SAFE: Design Takes On Risk

4 / 19

Olivier Peyricot, IDSland. Vigilhome Prototype. 2003

Various materials. Prototype by Satellite du Musée d'Art Moderne de Paris, France (2003). Lent by Olivier Peyricot. Photo by IDSland

Curator, Paola Antonelli It's not for refugees. It's not for displaced people after a catastrophe. It's not for homeless people. It was designed for the ultimate loner, for the person who has decided to detach himself from the world because the world has disappointed him.

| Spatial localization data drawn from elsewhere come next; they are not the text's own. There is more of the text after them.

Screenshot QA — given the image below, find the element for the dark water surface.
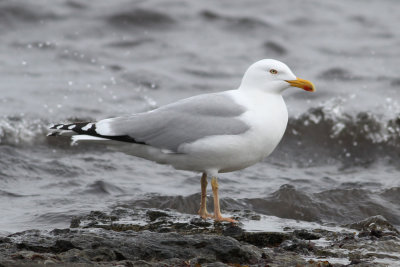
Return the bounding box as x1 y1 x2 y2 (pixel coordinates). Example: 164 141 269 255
0 0 399 234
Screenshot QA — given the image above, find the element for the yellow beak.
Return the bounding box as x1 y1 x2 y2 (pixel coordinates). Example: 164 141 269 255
286 77 315 92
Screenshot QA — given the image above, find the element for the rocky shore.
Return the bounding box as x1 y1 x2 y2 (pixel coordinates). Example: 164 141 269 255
0 207 399 267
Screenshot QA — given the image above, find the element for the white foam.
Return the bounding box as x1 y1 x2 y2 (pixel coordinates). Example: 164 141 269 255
242 215 355 233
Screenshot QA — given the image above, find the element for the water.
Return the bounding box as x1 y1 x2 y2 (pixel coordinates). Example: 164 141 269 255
0 0 399 234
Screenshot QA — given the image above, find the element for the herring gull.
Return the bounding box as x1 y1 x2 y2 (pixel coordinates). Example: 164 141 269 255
49 59 315 222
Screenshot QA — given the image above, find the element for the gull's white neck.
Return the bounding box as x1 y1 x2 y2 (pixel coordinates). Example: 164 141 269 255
226 86 289 166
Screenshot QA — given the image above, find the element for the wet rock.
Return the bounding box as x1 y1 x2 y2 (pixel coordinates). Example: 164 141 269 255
238 232 289 247
2 208 400 266
3 229 266 266
346 215 399 237
190 217 212 227
16 239 80 254
146 210 170 221
49 228 70 235
0 237 11 243
293 229 321 240
280 239 313 254
222 224 244 238
250 214 261 221
69 217 80 228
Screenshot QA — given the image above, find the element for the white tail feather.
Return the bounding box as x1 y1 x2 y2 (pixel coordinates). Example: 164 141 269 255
71 135 109 145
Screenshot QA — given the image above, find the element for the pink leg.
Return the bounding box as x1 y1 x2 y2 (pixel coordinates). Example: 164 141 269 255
211 177 237 223
198 173 212 219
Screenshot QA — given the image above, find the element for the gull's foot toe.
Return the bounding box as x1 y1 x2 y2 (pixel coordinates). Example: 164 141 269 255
213 215 237 223
199 214 213 220
198 210 213 220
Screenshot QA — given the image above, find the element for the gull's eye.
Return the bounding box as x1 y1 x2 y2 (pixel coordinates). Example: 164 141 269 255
270 69 278 74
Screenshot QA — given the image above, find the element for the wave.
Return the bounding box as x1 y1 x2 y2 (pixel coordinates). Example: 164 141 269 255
126 184 400 225
279 99 400 165
107 8 175 29
200 10 270 30
1 104 399 164
0 116 47 146
0 2 60 28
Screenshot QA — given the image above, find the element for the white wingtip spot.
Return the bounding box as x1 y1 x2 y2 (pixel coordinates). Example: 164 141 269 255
68 125 76 130
81 123 93 131
56 125 63 129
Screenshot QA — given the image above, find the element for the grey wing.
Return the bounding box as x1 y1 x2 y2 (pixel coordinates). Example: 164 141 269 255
94 92 250 152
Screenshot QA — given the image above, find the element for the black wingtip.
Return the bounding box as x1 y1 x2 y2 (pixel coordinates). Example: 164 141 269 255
47 121 147 145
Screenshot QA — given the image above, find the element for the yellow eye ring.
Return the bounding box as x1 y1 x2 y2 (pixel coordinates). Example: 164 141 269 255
270 69 278 74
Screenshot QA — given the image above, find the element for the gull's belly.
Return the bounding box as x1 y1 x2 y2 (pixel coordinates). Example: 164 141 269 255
219 106 288 172
175 93 288 173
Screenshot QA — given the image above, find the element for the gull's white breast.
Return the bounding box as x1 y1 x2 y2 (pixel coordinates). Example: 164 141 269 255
174 90 288 174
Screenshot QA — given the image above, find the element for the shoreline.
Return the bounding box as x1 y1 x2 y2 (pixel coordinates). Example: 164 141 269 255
1 207 399 267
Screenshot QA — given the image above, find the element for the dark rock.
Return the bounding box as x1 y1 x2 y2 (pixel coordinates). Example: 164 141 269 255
3 229 265 265
16 239 80 254
250 214 261 220
238 232 289 247
0 237 11 243
346 215 399 237
280 239 314 253
88 210 115 221
190 217 212 227
132 260 153 266
3 208 400 266
146 210 171 221
69 217 80 228
350 258 362 264
52 240 80 253
49 228 70 235
222 224 244 238
293 229 321 240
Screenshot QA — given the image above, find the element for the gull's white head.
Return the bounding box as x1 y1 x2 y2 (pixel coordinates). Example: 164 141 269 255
240 59 315 93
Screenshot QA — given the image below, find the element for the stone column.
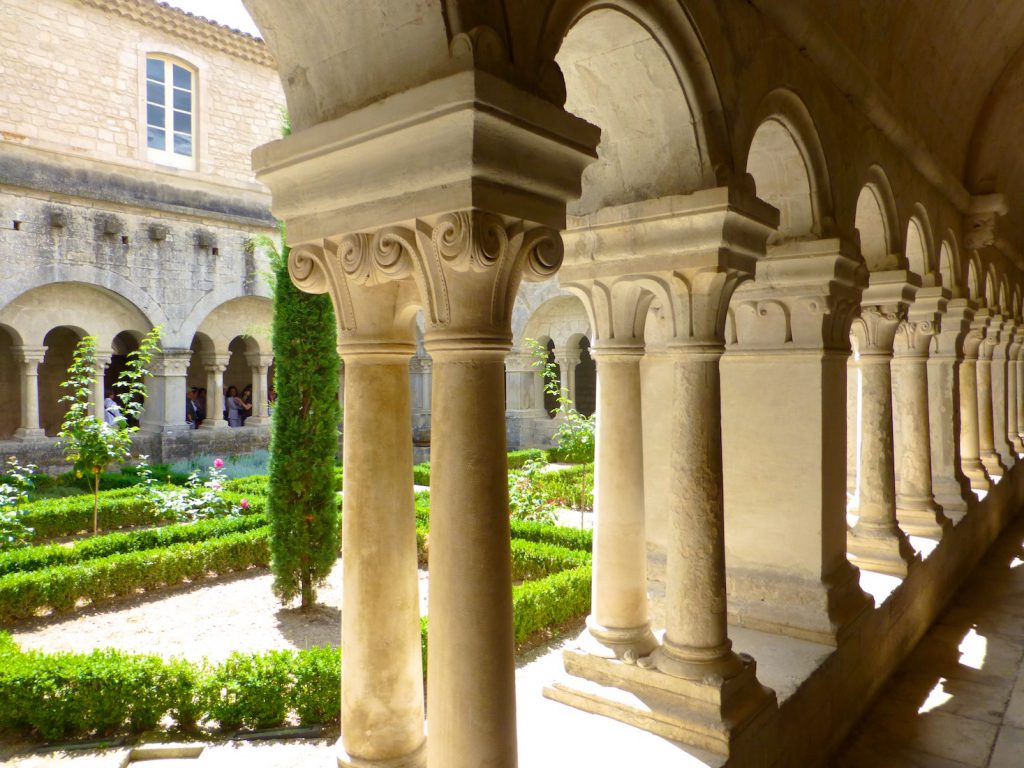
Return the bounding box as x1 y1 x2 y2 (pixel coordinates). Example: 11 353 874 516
564 281 656 658
409 350 432 448
199 354 230 430
140 349 193 434
847 356 860 505
553 190 778 755
94 352 112 421
13 345 46 439
1007 333 1024 454
254 66 600 768
927 296 973 522
552 345 582 405
722 242 871 645
891 308 948 539
1017 345 1024 449
960 324 993 492
977 318 1007 478
847 275 918 577
245 353 274 426
993 322 1018 465
505 351 546 449
290 245 425 768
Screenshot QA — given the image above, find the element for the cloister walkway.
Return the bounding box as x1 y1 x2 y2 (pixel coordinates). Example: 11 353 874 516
835 513 1024 767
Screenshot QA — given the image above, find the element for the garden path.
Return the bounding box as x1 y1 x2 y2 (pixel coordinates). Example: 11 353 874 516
8 561 430 662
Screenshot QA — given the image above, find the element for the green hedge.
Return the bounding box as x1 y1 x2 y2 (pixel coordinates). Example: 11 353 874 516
0 529 270 623
509 519 592 553
512 564 591 643
510 539 588 581
506 449 549 469
0 636 341 740
412 463 431 486
533 464 594 510
0 513 269 577
20 487 172 541
0 560 589 740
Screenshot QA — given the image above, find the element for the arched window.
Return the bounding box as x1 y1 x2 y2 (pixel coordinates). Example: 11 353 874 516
145 55 196 169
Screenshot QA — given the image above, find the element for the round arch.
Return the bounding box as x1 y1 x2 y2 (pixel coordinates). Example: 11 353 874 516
194 296 273 356
520 294 591 350
938 234 960 293
905 212 933 280
854 166 901 271
742 88 833 243
0 282 153 349
544 1 729 215
967 255 982 301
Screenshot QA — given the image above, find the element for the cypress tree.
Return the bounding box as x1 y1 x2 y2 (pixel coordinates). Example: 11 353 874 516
266 228 341 609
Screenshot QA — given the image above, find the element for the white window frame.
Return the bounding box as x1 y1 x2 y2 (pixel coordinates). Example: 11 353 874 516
144 54 197 170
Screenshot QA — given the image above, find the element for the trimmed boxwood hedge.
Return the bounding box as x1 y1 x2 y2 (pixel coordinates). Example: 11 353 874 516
0 555 592 742
0 512 268 577
19 487 172 541
0 529 271 622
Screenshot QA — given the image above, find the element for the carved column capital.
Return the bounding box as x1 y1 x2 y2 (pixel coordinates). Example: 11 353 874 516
150 349 192 377
728 241 866 351
12 345 47 367
854 271 919 355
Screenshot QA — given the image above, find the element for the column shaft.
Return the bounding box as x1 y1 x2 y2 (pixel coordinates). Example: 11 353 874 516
847 359 859 503
848 354 915 575
656 345 742 678
426 347 516 768
977 355 1005 476
1017 357 1024 445
340 353 425 767
200 365 228 430
14 349 46 438
94 355 110 421
1008 348 1022 453
588 347 656 657
959 356 991 491
892 353 947 537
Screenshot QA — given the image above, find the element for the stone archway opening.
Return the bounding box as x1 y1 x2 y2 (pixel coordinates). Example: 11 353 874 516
572 335 596 418
0 325 20 439
746 118 815 243
107 330 143 428
39 325 86 436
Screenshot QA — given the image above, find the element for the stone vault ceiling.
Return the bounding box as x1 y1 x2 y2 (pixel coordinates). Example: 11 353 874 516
774 0 1024 254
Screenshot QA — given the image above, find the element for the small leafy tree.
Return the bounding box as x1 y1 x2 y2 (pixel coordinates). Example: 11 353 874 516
58 328 161 533
508 458 558 525
259 223 341 609
526 338 595 463
0 457 36 550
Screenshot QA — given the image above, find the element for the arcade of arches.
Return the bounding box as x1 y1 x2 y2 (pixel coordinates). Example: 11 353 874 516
56 0 1024 766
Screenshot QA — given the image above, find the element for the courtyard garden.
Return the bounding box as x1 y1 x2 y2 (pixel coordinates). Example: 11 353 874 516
0 448 596 746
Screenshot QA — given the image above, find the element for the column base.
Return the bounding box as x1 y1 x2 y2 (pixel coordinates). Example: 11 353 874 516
962 460 993 493
847 523 917 577
198 420 230 431
545 645 776 757
586 616 659 660
13 428 46 441
980 450 1006 478
726 560 871 646
931 480 970 525
245 417 272 427
895 496 952 539
338 740 425 768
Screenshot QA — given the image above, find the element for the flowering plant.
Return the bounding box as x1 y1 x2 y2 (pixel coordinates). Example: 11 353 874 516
135 456 242 523
508 458 559 525
0 457 36 551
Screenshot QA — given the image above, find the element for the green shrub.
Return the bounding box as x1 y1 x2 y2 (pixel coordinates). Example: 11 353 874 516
512 564 592 644
0 513 268 577
532 463 594 510
20 487 174 541
204 649 294 730
290 646 341 725
0 529 270 622
509 519 592 553
412 463 431 486
506 449 548 469
510 539 588 581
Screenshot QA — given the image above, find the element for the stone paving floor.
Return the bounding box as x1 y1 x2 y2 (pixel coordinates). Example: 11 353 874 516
835 514 1024 768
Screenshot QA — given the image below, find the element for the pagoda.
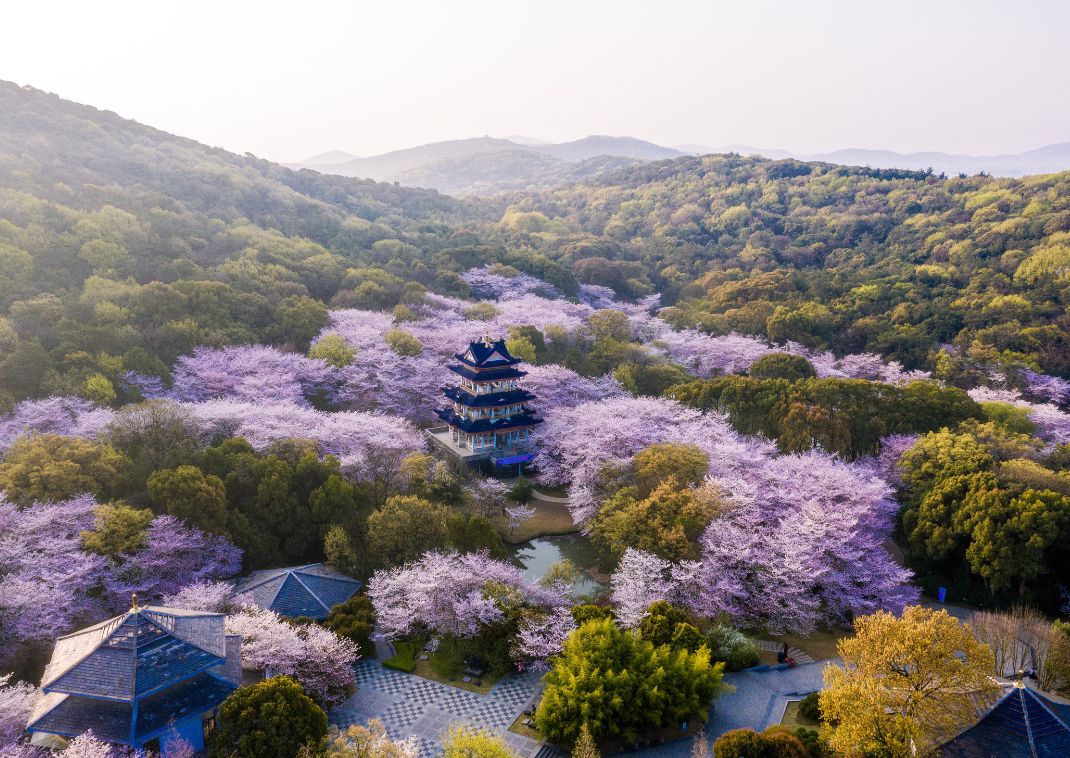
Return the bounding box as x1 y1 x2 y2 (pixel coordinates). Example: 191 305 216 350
26 601 241 755
428 335 542 468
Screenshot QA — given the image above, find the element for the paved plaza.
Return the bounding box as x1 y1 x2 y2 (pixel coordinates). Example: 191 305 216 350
331 661 546 757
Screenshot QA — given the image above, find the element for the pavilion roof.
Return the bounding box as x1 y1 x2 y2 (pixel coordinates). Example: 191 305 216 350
231 563 362 620
455 338 520 369
441 386 534 408
446 364 527 382
940 684 1070 758
39 606 227 702
434 408 542 434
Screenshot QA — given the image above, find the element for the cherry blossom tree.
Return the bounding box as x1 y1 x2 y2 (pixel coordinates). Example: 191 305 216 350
0 396 109 453
169 345 337 406
512 607 577 671
461 266 561 300
522 364 624 412
0 673 36 752
610 548 699 629
105 515 241 610
0 494 107 644
367 550 566 640
161 580 235 613
225 604 358 706
505 504 536 531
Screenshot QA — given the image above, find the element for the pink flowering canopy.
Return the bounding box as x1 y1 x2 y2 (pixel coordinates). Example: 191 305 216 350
367 550 567 640
225 604 358 707
169 345 337 406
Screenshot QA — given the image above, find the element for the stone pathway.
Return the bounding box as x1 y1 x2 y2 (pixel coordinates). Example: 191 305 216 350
531 489 569 504
752 639 815 664
331 661 545 757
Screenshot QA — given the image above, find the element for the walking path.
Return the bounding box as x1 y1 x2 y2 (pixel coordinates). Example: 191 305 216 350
752 639 815 664
531 489 569 504
622 658 836 757
332 661 546 757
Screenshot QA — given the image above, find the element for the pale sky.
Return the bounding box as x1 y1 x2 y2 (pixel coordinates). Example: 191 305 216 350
3 0 1068 162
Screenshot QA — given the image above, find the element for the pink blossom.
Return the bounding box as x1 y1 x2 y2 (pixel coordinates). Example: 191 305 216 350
461 266 561 300
0 396 101 452
505 504 536 530
367 551 566 640
0 673 36 750
225 604 358 707
513 607 577 671
160 580 236 613
169 345 337 406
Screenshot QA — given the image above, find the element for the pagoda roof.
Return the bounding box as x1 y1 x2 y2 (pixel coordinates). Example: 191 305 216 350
28 672 235 745
455 338 520 368
940 684 1070 758
447 364 527 382
39 606 227 702
442 386 534 408
435 408 543 434
232 563 362 620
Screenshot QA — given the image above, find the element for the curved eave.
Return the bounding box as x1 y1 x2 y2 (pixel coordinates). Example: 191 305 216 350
434 409 543 434
441 386 535 407
447 364 527 382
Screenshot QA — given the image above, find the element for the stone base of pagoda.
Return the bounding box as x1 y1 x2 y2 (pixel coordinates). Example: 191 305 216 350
425 426 494 461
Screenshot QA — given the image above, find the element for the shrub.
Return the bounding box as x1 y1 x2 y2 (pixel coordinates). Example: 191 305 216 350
706 624 759 670
382 641 418 672
748 352 818 382
324 594 375 658
209 676 327 758
508 476 534 504
384 328 422 356
798 691 822 722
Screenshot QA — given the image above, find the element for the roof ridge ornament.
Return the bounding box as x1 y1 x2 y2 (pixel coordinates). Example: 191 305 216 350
131 593 138 611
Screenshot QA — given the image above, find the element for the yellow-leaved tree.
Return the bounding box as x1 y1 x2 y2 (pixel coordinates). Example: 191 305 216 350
821 606 997 757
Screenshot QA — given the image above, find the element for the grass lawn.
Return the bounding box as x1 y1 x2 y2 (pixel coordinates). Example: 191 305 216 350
781 700 829 737
382 641 417 672
412 658 500 695
508 713 541 740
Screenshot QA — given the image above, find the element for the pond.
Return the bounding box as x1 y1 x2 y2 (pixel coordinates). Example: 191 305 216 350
510 534 606 599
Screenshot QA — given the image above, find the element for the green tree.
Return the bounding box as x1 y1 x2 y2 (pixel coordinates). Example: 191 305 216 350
324 523 363 577
614 361 691 397
80 502 154 558
592 481 720 560
148 465 230 534
0 433 127 504
324 594 376 658
899 429 995 504
366 495 450 569
589 309 632 342
309 334 356 368
447 513 507 558
631 442 709 497
964 488 1070 598
269 295 329 349
384 328 421 356
210 676 328 758
536 618 723 745
573 722 599 758
441 724 518 758
102 400 201 493
748 353 817 382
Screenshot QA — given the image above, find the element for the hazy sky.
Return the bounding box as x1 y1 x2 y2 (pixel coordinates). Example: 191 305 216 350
4 1 1068 161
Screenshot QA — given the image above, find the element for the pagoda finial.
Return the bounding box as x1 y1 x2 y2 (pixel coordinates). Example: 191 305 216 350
131 593 138 611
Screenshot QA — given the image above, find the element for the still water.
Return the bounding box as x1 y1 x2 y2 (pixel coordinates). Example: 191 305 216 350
510 534 605 598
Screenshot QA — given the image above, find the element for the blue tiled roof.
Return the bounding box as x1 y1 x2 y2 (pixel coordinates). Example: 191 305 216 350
29 606 233 747
455 339 519 368
42 608 226 701
442 386 534 408
232 563 362 620
941 686 1070 758
28 673 235 746
447 364 527 382
435 408 542 434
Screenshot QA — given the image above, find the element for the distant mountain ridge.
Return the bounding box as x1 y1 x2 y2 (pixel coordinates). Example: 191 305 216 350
288 135 681 196
293 134 1070 196
675 142 1070 179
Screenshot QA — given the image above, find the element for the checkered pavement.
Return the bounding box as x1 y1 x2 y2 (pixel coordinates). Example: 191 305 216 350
333 661 545 757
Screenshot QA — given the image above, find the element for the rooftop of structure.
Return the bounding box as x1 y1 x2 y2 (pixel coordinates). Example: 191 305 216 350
231 563 362 620
39 605 228 702
441 385 534 407
455 337 520 368
940 683 1070 758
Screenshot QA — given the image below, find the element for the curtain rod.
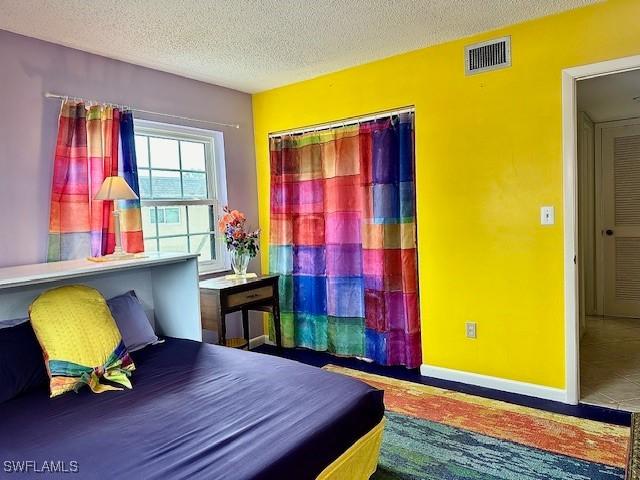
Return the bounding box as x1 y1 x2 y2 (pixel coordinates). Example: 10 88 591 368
268 106 415 138
44 92 240 129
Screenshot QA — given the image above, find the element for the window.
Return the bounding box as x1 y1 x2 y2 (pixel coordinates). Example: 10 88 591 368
150 207 181 224
134 120 228 272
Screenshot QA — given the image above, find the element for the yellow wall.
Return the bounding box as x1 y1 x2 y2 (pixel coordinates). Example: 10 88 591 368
252 0 640 389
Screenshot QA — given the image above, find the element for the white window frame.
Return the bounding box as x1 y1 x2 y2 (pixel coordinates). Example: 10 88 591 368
134 119 229 273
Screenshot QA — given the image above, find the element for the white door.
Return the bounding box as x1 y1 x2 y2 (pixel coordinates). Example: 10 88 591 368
598 120 640 318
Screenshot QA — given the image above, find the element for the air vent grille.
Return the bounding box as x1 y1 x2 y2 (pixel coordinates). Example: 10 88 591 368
465 36 511 75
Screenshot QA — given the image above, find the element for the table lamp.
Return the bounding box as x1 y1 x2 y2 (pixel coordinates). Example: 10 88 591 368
94 176 138 260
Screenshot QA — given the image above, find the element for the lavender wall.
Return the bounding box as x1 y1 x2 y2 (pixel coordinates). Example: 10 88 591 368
0 29 258 269
0 29 262 336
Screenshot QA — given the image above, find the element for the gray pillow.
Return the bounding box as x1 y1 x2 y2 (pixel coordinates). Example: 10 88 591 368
107 291 159 352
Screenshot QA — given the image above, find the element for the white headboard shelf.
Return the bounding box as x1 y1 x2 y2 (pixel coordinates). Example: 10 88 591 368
0 253 202 342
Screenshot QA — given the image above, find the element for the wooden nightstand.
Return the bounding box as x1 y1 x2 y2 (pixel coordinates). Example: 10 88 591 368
200 274 281 349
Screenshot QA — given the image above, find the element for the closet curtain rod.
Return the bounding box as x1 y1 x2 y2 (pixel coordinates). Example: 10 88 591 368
44 92 240 129
268 106 414 138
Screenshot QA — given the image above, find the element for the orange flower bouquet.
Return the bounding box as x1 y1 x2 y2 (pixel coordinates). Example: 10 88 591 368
218 206 259 275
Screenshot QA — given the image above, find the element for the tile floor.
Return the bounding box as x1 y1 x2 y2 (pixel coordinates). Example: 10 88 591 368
581 315 640 411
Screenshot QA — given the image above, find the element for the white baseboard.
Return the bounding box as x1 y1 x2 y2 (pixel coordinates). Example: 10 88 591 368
420 364 568 403
249 335 268 349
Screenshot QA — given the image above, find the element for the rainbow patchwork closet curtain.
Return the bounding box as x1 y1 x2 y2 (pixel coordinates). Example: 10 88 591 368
48 101 143 261
269 112 421 368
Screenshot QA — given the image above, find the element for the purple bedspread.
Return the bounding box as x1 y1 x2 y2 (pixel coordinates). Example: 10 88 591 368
0 338 384 479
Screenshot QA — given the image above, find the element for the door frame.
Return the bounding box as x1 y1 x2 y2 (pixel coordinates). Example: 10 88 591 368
563 55 640 405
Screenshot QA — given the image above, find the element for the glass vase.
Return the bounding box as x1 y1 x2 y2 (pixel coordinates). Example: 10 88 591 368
231 250 250 276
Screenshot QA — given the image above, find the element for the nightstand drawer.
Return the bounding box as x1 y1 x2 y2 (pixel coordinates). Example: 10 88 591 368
227 286 273 308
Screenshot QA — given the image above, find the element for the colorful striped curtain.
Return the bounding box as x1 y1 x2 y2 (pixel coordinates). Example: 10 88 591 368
48 101 144 260
269 112 421 368
88 104 119 256
119 111 144 253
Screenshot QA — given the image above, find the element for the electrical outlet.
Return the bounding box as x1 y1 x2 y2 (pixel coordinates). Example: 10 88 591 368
466 322 477 339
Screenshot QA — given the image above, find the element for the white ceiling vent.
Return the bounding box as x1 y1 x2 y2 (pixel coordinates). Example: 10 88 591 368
465 36 511 75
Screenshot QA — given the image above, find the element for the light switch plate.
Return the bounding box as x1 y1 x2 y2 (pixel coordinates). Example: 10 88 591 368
465 321 477 339
541 206 554 225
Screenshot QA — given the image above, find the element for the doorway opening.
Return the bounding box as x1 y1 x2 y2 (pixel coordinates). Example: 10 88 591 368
576 68 640 410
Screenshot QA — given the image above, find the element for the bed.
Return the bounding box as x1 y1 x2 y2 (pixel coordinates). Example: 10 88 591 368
0 337 385 479
0 255 385 479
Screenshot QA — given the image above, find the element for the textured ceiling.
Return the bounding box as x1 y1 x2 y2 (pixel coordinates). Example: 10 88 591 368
578 69 640 123
0 0 600 93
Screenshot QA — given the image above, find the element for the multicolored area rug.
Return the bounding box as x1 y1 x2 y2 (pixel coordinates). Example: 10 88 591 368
323 365 630 480
628 414 640 480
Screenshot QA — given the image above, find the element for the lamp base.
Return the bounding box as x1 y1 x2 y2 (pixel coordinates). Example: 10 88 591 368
87 253 141 263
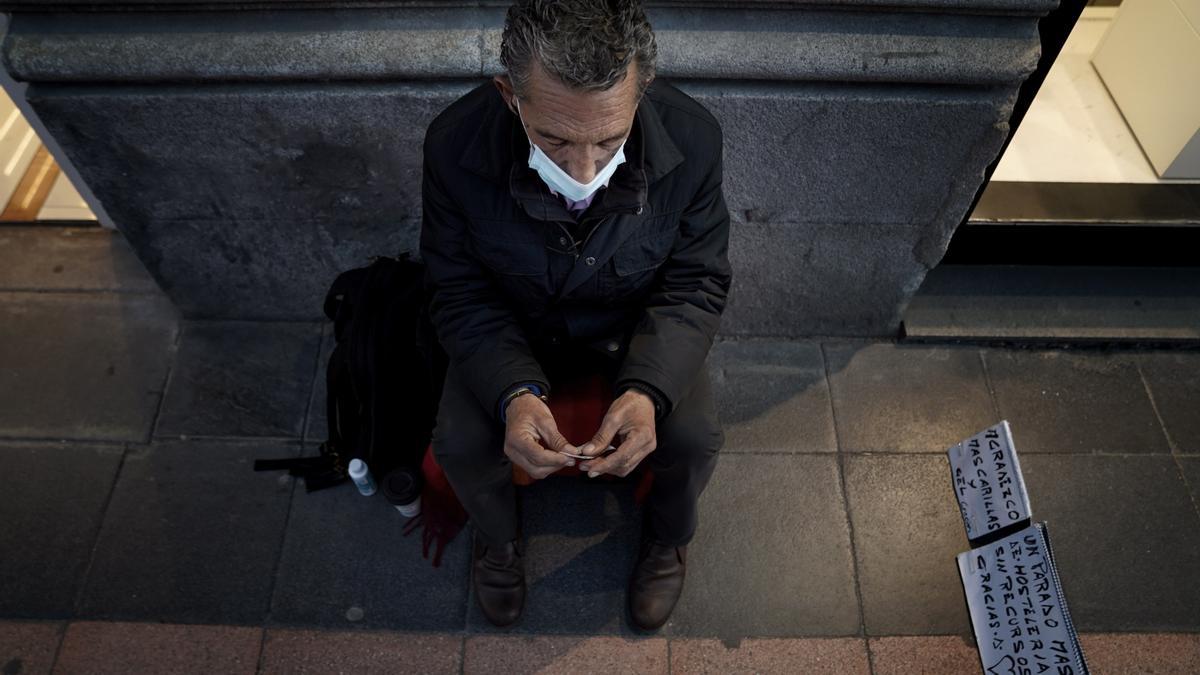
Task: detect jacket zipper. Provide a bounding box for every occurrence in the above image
[575,214,615,259]
[554,221,581,261]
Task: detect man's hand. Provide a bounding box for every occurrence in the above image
[504,394,577,480]
[578,389,657,478]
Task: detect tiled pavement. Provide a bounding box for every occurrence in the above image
[2,227,1199,673]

The Vigilhome contains a series of tools that are closed within those quite beautiful red carrying cases that look like weapon carrying cases. They're not. Or you might consider these tools weapons for everyday life. Just to give you an idea of the kind of combat material that's inside these carrying cases, you can find a nail claw, a fire extinguisher, a rope and a harpoon, a citrus squeezer and a coffee pot, an egg beater, an oxygen tank, an ice pick, a ‘Friday the 13th’ hockey mask, and a mattress carpet, all enclosed within the foldable walls.

There's a lot of humor and also in a way a lot of sadness in this particular object. Just imagine yourself carrying all these necessities, all of these tools for everyday life on your shoulders. Olivier Peyricot wanted to talk about the danger of progressive isolation, even though there's something really graceful and beautiful about this design, the real power is in its sense of loneliness.